Barakat documentava da una parte la vita della sua città, il quotidiano, le giornate dei soldati, il centro commerciale della Siria, piccole azioni di ogni giorno che si fanno straordinarie sotto i bombardamenti, dall’altra seguiva le vicende della guerra siriana, accompagnando il fratello combattente nelle azioni di guerriglia. Dopo le scuole ad Istanbul, la passione per il fotogiornalismo cresce e decide di farne professione. Convince la Reuters ad arruolarlo come collaboratore, che lo fornisce di tutte quelle costose attrezzature fotografiche che un ragazzino di 17 non si sarebbe mai potuto permettere.
Cento dollari per una decina di scatti, oltre qualche bonus nel caso le sue immagini fossero state scelte da testate importanti. La guerra dei giornalisti costa poco. Ce lo ha ricordato anche la freelance Francesca Borri, che in un accorato editoriale racconta la verità della professione. Ciò che stupisce ed ha scatenato le polemiche è piuttosto l’età del ragazzo. Firme internazionali come Stuart Hughes della Bbc e Corey Pein si sono chiesti, a nome di tutti, se Barakat era stato addestrato su come proteggersi e come affrontare un mestiere così pericoloso. Era stato preparato adeguatamente? Era davvero consapevole dei rischi nei quali incorreva?
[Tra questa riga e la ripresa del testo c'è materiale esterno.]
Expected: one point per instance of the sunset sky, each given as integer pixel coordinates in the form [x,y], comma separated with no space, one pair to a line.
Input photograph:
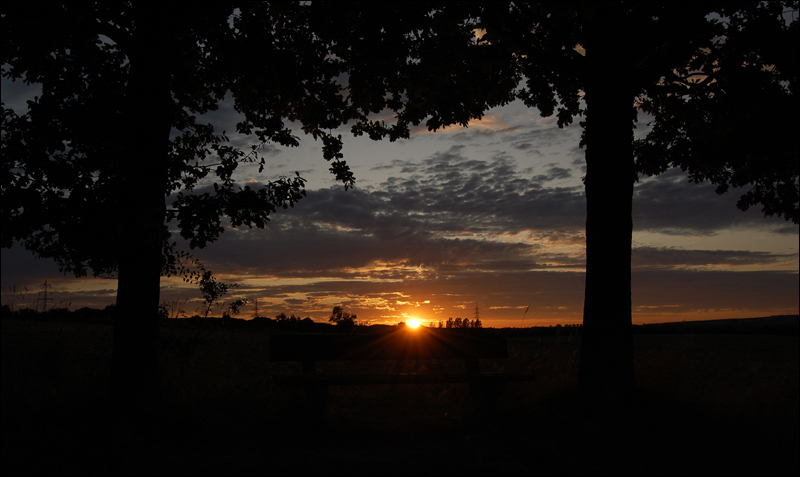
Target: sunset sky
[492,214]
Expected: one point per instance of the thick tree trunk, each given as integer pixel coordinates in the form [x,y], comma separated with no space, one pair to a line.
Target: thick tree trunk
[606,362]
[140,224]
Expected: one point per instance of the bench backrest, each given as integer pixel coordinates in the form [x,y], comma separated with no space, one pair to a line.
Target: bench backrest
[402,344]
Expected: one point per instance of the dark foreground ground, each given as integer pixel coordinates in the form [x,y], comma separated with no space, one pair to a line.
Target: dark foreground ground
[706,404]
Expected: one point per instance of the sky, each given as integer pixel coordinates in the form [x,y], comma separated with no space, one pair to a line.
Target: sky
[490,216]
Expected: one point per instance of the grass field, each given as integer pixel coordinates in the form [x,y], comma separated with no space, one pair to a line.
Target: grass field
[706,404]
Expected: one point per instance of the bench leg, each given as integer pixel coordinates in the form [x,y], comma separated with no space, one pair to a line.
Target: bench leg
[486,395]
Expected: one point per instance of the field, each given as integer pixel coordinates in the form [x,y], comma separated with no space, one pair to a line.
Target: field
[706,404]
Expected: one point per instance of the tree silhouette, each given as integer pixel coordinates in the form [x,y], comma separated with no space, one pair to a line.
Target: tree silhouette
[116,129]
[703,72]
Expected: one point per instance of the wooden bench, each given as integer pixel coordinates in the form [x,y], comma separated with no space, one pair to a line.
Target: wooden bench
[400,344]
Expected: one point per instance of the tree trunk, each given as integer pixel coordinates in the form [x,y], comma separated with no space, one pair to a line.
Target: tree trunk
[606,361]
[141,211]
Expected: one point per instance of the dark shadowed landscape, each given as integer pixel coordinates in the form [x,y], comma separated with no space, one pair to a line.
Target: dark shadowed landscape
[713,398]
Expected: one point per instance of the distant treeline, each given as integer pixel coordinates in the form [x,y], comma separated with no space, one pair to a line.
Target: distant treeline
[774,325]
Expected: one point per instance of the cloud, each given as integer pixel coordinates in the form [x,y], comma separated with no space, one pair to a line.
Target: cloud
[672,258]
[670,204]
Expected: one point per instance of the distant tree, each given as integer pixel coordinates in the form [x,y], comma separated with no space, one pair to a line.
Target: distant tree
[341,317]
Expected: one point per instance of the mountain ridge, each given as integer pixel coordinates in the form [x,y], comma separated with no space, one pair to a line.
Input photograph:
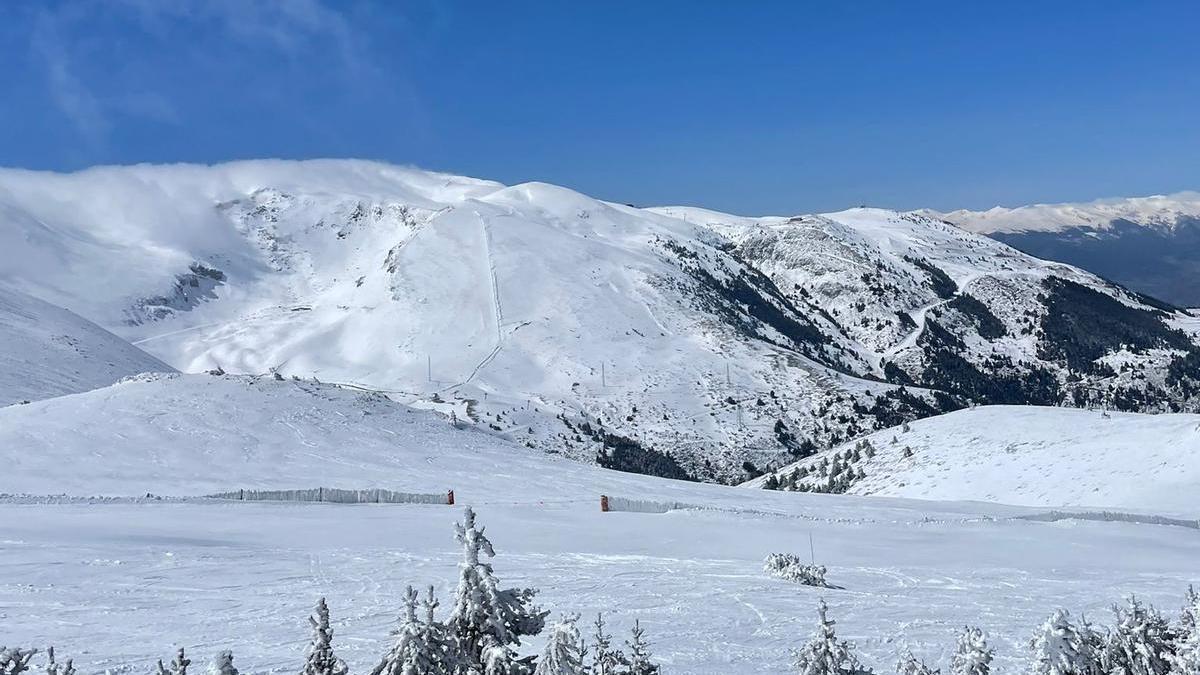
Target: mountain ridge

Forse ciò che lascia tutti sbigottiti, e per questo non viene preso in considerazione, è che Molhem Barakat lo sia stato. La guerra annulla le età, non ha riguardo per il tempo di vita di nessuno. Ce lo ricordano le migliaia di immagini di bambini con i mano i fucili. Ma l’homo videns ha scarsa memoria. In Bosnia, durante gli scontri con i serbi nel 1995, furono massacrati a Srebrenica tutti gli uomini del paese con i loro bambini, bastava che fossero alti abbastanza per poter tenere in pugno un arma. Il punto è che a 17 anni si è capaci di decidere della propria esistenza. Nessuno ha mai detto niente sulla carriera di Valentino Rossi, messo sulla moto dal padre quando era adolescente, eppure anche quello può essere un lavoro mortale. Nessuno si è espresso perché il pilota ha avuto fortuna. Le voci si destano dal torpore solo quando le cose vanno male.
Si è detto che nulla può cambiare tanto la storia, quanto una foto. È l’esempio dello scatto di Nick Ut: una bambina fugge terrorizzata dopo un bombardamento aereo con bombe al napalm, a pochi chilometri da Saigon. L’immagine incise profondamente sull’opinione pubblica, tanto da influenzare il corso della guerra in Vietnam.
Certo, i tempi non sono più gli stessi, non si salvano più vite con la macchina fotografica. Ma la necessità di documentare, di dire, di far vedere al mondo cosa succede in alcune parti della terra resta necessaria. Lo sapeva anche uno dei primi e più importanti fotoreporter, Robert Capa, saltato su una mina, mentre riprendeva con il suo obbiettivo. A tutti loro, nessun rimprovero, solo un grazie per il coraggio della verità.